General Electric (GE) now trades at a low we haven’t seen since 2009.
In fact, the last time GE was this cheap, we were beginning to recover from the 2008 financial meltdown. A year after trading at $30, the stock just hit an historic low of $7.72.
GE Dividend Cut to a Penny
The price plunge is a result of the decision to cut the quarterly dividend from twelve cents to just a penny.
"When we announced on our earnings conference call that we were taking our dividend down to 4 cents a year, we didn't do anything positive for our retail shareholder base and they have been exiting the stock, I think, as a result," Culp told CNBC.
This is the second cut in a year – a dramatic move by the CEO to free up cash for the beleaguered company. Once held in high regard for its sizable payouts, it’s now forced to make the cut to retain $3.9 billion in cash for the year.
While this cut won’t sit well with those that were living on GE dividends, it’s a bold, needed action by Culp to keep more assets as the company restructures.
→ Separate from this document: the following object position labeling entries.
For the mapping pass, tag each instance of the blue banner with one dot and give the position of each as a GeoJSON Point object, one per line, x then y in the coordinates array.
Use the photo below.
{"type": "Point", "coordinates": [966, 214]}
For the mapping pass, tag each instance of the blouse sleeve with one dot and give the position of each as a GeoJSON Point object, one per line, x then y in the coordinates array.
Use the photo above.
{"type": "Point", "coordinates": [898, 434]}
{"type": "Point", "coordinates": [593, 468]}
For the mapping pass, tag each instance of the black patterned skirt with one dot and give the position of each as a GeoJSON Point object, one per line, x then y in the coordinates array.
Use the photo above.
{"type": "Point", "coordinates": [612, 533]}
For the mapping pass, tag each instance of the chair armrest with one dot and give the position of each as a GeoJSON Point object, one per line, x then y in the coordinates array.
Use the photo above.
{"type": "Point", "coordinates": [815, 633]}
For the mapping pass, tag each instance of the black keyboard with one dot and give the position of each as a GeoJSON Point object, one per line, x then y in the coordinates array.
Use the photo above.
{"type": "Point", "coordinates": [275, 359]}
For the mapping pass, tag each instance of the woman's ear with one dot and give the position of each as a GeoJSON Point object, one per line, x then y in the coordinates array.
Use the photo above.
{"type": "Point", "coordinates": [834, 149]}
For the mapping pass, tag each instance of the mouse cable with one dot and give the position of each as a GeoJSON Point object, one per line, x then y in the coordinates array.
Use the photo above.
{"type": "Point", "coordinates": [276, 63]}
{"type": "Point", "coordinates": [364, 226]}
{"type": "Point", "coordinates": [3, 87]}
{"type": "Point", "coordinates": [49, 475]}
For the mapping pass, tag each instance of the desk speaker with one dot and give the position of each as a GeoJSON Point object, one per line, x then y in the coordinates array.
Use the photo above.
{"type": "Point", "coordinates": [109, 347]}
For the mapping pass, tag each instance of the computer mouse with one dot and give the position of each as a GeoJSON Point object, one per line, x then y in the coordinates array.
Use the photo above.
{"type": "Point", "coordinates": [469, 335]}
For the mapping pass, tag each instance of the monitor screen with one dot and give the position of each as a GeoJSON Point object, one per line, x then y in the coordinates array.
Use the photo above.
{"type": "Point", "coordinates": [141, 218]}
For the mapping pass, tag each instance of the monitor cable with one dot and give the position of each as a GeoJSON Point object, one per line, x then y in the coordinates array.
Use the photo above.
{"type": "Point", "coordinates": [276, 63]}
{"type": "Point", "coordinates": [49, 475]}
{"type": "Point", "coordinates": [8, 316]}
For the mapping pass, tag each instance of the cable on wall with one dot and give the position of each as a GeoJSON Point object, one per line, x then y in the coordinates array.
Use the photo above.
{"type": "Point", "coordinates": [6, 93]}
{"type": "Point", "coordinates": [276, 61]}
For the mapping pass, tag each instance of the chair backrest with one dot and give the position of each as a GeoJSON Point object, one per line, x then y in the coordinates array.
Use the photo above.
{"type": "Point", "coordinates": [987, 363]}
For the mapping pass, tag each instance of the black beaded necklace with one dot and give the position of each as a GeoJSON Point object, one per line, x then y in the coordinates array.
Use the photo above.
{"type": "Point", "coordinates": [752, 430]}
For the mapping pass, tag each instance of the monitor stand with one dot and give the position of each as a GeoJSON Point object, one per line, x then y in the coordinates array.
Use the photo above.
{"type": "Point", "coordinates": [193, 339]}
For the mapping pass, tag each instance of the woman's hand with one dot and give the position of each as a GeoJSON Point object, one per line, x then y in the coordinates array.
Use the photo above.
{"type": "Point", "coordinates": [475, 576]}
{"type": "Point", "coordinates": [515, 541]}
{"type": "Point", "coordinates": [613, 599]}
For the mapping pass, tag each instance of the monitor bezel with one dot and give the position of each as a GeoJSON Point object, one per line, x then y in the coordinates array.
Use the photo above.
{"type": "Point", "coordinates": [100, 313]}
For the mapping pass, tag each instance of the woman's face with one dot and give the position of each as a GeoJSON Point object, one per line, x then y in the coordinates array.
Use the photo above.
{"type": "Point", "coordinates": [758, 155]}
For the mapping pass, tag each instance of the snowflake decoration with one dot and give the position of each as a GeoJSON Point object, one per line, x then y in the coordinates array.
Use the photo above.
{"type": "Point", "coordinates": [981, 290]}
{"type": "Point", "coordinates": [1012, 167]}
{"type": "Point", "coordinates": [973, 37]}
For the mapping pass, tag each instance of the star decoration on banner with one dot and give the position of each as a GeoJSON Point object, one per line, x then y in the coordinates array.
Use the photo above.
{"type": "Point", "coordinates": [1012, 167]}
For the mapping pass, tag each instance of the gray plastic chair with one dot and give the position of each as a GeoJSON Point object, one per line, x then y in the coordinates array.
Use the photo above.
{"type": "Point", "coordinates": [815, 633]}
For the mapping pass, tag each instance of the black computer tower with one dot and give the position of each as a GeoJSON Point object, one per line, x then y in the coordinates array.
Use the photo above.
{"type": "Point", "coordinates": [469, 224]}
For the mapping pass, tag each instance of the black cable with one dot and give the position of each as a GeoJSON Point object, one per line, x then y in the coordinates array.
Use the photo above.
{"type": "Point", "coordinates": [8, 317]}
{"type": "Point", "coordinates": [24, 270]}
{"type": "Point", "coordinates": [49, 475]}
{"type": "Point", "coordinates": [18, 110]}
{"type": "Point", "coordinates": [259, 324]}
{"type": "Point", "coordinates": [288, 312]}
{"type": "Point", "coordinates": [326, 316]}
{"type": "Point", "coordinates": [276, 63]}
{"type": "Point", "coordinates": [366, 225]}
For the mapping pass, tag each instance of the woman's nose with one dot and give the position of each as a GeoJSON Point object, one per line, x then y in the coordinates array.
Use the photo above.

For those hoping for a revived dividend, it’s unlikely to happen any time soon.
At the moment, its biggest priority is cutting its debt, and that doesn’t give it much room to think about raising dividends, sad to say.
GE’s Financial Condition is on Life Support
Not helping the situation, the company recently reported adjusted third quarter EPS of 14 cents a share – six cents below Street expectations. Revenue fell 4% to $29.57 billion, which was also less than projected. On a GAAP basis, the company lost $2.63 a share in the quarter.
On top of that, many of its businesses have shrinking revenues. Power revenues for example plunged 33% to $5.7 billion. Transportation fell 2% to $900 million. Lighting dropped 18%. While its aviation business saw a 12% jump in revenue to $7.5 billion with a 22% profit margin, that’s not enough to offset the negatives of its other businesses.
The company is also sitting on $100 billion in liabilities with no enterprise free cash flow, note analysts, even after the dividend cut.
GE also took a $22 billion non-cash charge in the quarter related to acquisitions.
"Fundamentally this is worse than expected on profits," J.P. Morgan's Stephen Tusa said, as quoted by CNBC.
Things went from bad to worse after Culp also noted the company’s power business was “getting close” to a bottom, indicating that problems still persist. Then again, that’s not a shock when the power business is seeing dropping global demand and turbine blade failures. That’s on top of the disclosure of a criminal probe into GE accounting.
“We do not think the businesses are fundamentally broken. However, modeling an appropriate near-term trough has proven difficult,” Credit Suisse analyst John Walsh said, as quoted by The Wall Street Journal. He added “poor visibility into fundamentals coupled with uncertainty around liabilities keep us sidelined.”
Despite its well-known name, we think it’s best to avoid GE until it addresses some of its issues.